President Joe Biden is announcing two new efforts by the U.S. Department of Agriculture at the White House Competition Council to support what he calls “fair and competitive meat and poultry markets.”
These efforts include publishing the proposed Inclusive Competition and Market Integrity Rules Under the Packers and Stockyards Act to protect farmers and ranchers from abuse, and a new $15 million Agricultural Competition Challenge to ramp up collaboration with the state attorneys general on the enforcement of the competition laws, such as the laws against price fixing.
“Highly concentrated local markets in livestock and poultry have increasingly left farmers, ranchers, growers, and producers vulnerable to a range of practices that unjustly exclude them from economic opportunities and undermine a transparent, competitive, and open market — which harms producers’ ability to deliver the quality, affordable food working families depend upon,” said Agriculture Secretary Tom Vilsack, who is a member of the White House Competition Council. “USDA is focused on building new, fairer, and more resilient markets, protecting producers, and reducing food costs, and we are proving again today that we will use all tools at our disposal to do so.”
Proposed Rule on Inclusive Competition and Market Integrity
The USDA is proposing these modernized regulations under the Packers and Stockyards Act’s provisions prohibiting undue prejudice, unjust discrimination, and deception to provide for clearer, more effective standards to govern the modern marketplace.
The Inclusive Competition and Market Integrity proposed rule would revise regulations under the P&S Act by prohibiting certain prejudices and disadvantages against covered producers in the livestock, meat, and poultry markets. The regulations would prohibit retaliatory practices that interfere with lawful communications, assertion of rights, and participation in associations, among other protected activities — such as retaliating against a farmer or rancher for blowing the whistle on price fixing.
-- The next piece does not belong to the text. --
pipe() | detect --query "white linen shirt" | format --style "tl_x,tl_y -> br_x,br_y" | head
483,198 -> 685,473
The regulations would also identify unlawfully deceptive practices that violate the P&S Act with respect to contract formation, contract performance, contract termination and contract refusal.
The purpose of the rule is to promote inclusive competition and market integrity in the livestock, meat, and poultry markets.
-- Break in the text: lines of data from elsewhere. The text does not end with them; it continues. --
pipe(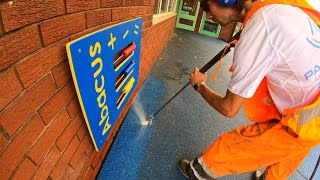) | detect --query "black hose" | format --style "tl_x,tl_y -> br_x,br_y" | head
150,31 -> 241,118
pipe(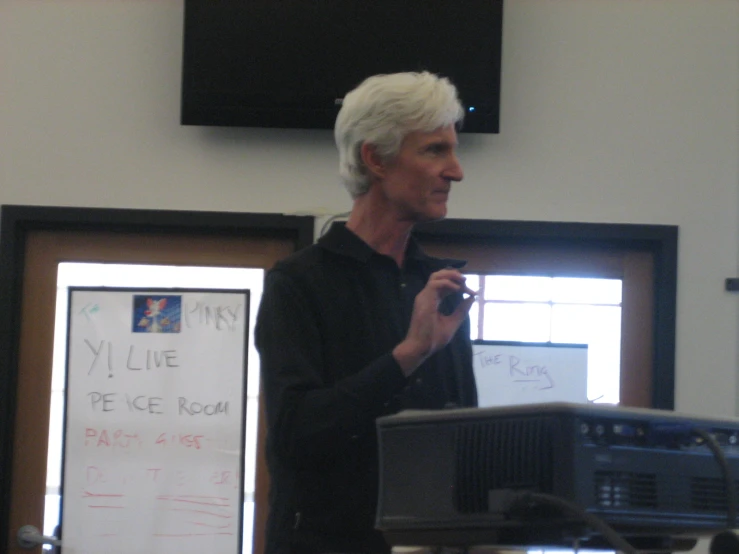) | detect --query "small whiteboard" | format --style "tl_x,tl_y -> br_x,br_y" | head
61,287 -> 249,554
472,340 -> 588,408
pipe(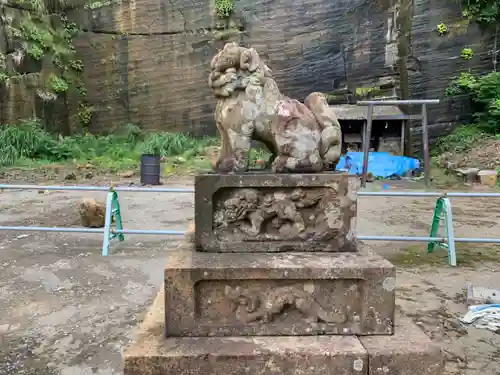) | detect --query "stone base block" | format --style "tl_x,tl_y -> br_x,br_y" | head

- First, the proposed rule prohibits certain prejudices and disadvantages against covered producers. Specifically, the proposed rule seeks to protect “market vulnerable individuals” who are those at heightened risk of adverse, exclusionary treatment in the marketplace, which may include on the basis of their race, gender, sexual orientation, and religious affiliation.
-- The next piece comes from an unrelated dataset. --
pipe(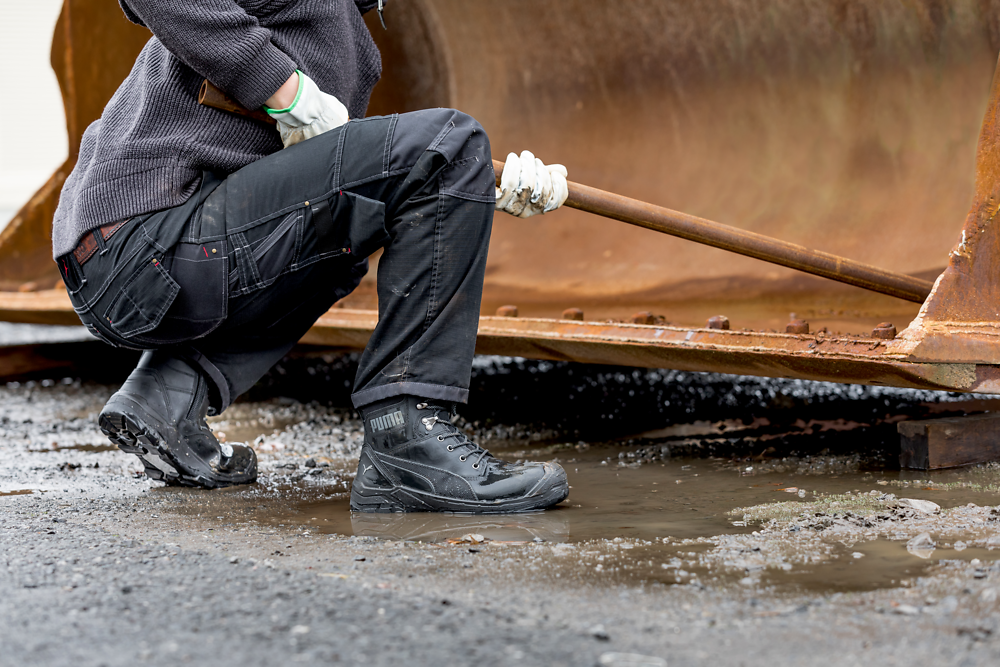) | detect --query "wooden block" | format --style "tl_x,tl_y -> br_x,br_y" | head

- Second, the proposed rule prohibits retaliatory practices that interfere with lawful communications, assertion of rights, and associational participation, among other protected activities.
- Third, the proposed rule identifies unlawfully deceptive practices that violate the P&S Act with respect to contract formation, contract performance, contract termination and contract refusal.
- Finally, the rule proposes recordkeeping requirements to support evaluation of regulated entity compliance, including the ability to inspect relevant records, such as policies and procedures, staff training and producer information materials, data and testing, board of directors’ oversight materials, and other relevant materials.
The second of three priority regulatory Packers and Stockyards Act initiatives the USDA announced it would pursue, this rule, will soon be published in the Federal Register and made available for public comment. A preview of the rule is available on the Agricultural Marketing Service website. Once published, stakeholders and other interested parties will have 60 days from the date of publication to submit comments via the web portal. All comments submitted will be considered as the USDA develops a final rule.
Agricultural Competition Challenge to the State Attorneys General
Building on the Biden-Harris Executive Order’s “Whole-of-Government” approach, the USDA is also taking action to ramp up enforcement of the competition laws by challenging the state attorneys general to partner with USDA on competition issues in the food and agriculture space, using up to $15 million in funds from the Consolidated Appropriations Act.
Through a combination of renewable cooperative agreements and memorandums of understanding, these new partnerships will assist state AGs in tackling anticompetitive practices in the agricultural sector and related industries that are contributing to heightened inflationary pressures, lack of choices for consumers and producers, and conflicts of interest and anticompetitive barriers across the food and agriculture supply chains.
Specifically, this initiative will improve state AG capacity to conduct on-the-ground investigations of competition issues, enhance coordination between Federal and state agriculture and competition enforcement authorities, create new and more independent research programs, and ultimately result in more rigorous enforcement of the competition laws.
The USDA is working directly with state AG offices to solicit applications and requests for funding under this initiative and looks forward to these partnerships as we work together to secure America’s food systems.